It's time for Vice President Mike Pence and the members of the Cabinet to pull the country back from the edge of abyss and remove Trump from office.
Trump has only a little less than two weeks left as president, but every day is a day he is harming the nation. Every day the damage is becoming more difficult to heal. Every day he is in office there is a very real possibility that he will unleash his backers in new and harmful ways. It's no wonder people are using the term "civil war" when contemplating what could happen, although for now that, mercifully, still seems avoidable.
The scenes from the Capitol are being
watched by the entire world. America has never been more profoundly humiliated. Its reputation lies in tatters. But the country is also facing one of the most crucial tests of its nearly 250-year history.
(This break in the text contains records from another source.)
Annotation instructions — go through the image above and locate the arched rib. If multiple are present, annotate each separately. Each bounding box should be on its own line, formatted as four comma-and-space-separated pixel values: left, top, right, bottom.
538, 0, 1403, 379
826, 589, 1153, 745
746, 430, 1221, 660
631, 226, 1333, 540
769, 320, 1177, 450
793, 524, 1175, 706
Will its democracy survive?
On the same day that Trump rallied his backers, turning them into a violent, law-breaking, destructive mob, Pence
managed to stand up to the President publicly for the first time. As part of his pre-emptive coup attempt, his effort to keep American citizens from having the president they chose, Trump had been
pressuring Pence to reject the Electoral College vote that had confirmed Biden's victory.
Today, January 6, as dictated by the Constitution, was the day Pence was supposed to perform the duty of presiding over a joint session of Congress where both chambers would recount the Electoral College vote and declare Biden the winner. Trump wanted him to somehow turn the event into an opportunity to block Biden's ascent. Pence found his voice and
told him "No."
In a
letter released only hours before the session, while Trump was speaking to his supporters at a rally, Pence said, "My oath to support and defend the Constitution constrains me from claiming unilateral authority to determine which electoral vote should be counted and which should not." He closed by noting that four years earlier he took the oath that ended with "So help me God," and ended his letter by doing the same.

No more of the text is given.